The three-layer model for subagents (declaration / definition / runtime) is detailed in Subagent.

Key Logic

Two-Layer Read / Write

WorkspaceManager is a stateless accessor; all reads and writes follow the same contract:

        graph LR
    Caller[Hook / Tool] -->|read| WM[WorkspaceManager]
    WM -->|read first| FS[AbstractFilesystem<br/>multi-tenant namespace transparent]
    FS -- hit non-empty --> WM
    FS -- empty --> LD[Local disk<br/>workspace/...]
    LD --> WM

    Caller -->|write| WM
    WM -->|appendUtf8 / uploadFiles| FS2[AbstractFilesystem]
    WM -. filesystem absent .-> LD2[local disk fallback]
    

Key points:

  • Read path: AbstractFilesystem first → local disk fallback, making multi-tenant scenarios transparent to callers

  • Write path: defaults to AbstractFilesystem; falls back to local disk when not configured

  • List operations (listKnowledgeFiles / listMemoryFilePaths / listSessionLogFiles) take the union of both layers and deduplicate, avoiding missing files

System Prompt Injection Content

WorkspaceContextHook (priority 900) assembles a fixed-structure text segment on PreReasoningEvent and merges it into the first SYSTEM message:

Section

Source

Token Budget

## Session Context

Template-generated (date, OS, workspace path, runtimeContext.sessionId)

Unlimited

## Workspace guidance

Built-in template

Unlimited

<loaded_context> XML block

<agents_context>

AGENTS.md

Full text

<memory_context>

MEMORY.md

Capped by maxContextTokens

<domain_knowledge_context>

knowledge/KNOWLEDGE.md + listKnowledgeFiles() listing

Full text + path listing

<{rel_path}>

Each additionalContextFile

Full text

maxContextTokens defaults to 8000 (estimated as chars/4).

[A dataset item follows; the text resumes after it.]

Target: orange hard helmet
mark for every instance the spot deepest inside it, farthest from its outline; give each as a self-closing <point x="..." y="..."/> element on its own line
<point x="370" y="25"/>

When MEMORY.md estimated size exceeds the “remaining budget”, it is character-truncated and appended with ... (memory truncated use memory_search for older entries) ..., prompting the agent to fall back to memory_search.

Key APIs

WorkspaceManager wm = new WorkspaceManager(workspace, abstractFilesystem);

wm.readAgentsMd();                 // two-layer read
wm.readMemoryMd();
wm.readKnowledgeMd();              // note: reads knowledge/KNOWLEDGE.md
wm.readManagedWorkspaceFileUtf8(rel); // any workspace-relative path, with path traversal check

wm.listKnowledgeFiles();           // union of both layers
wm.listMemoryFilePaths();
wm.listSessionLogFiles();

wm.appendUtf8WorkspaceRelative(rel, content);  // goes through AbstractFilesystem
wm.updateSessionIndex(agentId, sessionId, summary); // maintains sessions.json

Configuration

HarnessAgent agent = HarnessAgent.builder()
    .name("MyAgent")
    .model(model)
    .workspace(Paths.get(".agentscope/workspace"))   // uses default if not provided
    .additionalContextFile("SOUL.md")                // any workspace-relative path
    .additionalContextFile("PREFERENCES.md")
    .maxContextTokens(8000)                          // controls injection cap for MEMORY
    .build();

If AGENTS.md is missing, the agent still works but loses the persona section. It is recommended to at least write a minimal skeleton (see the quickstart in overview.md).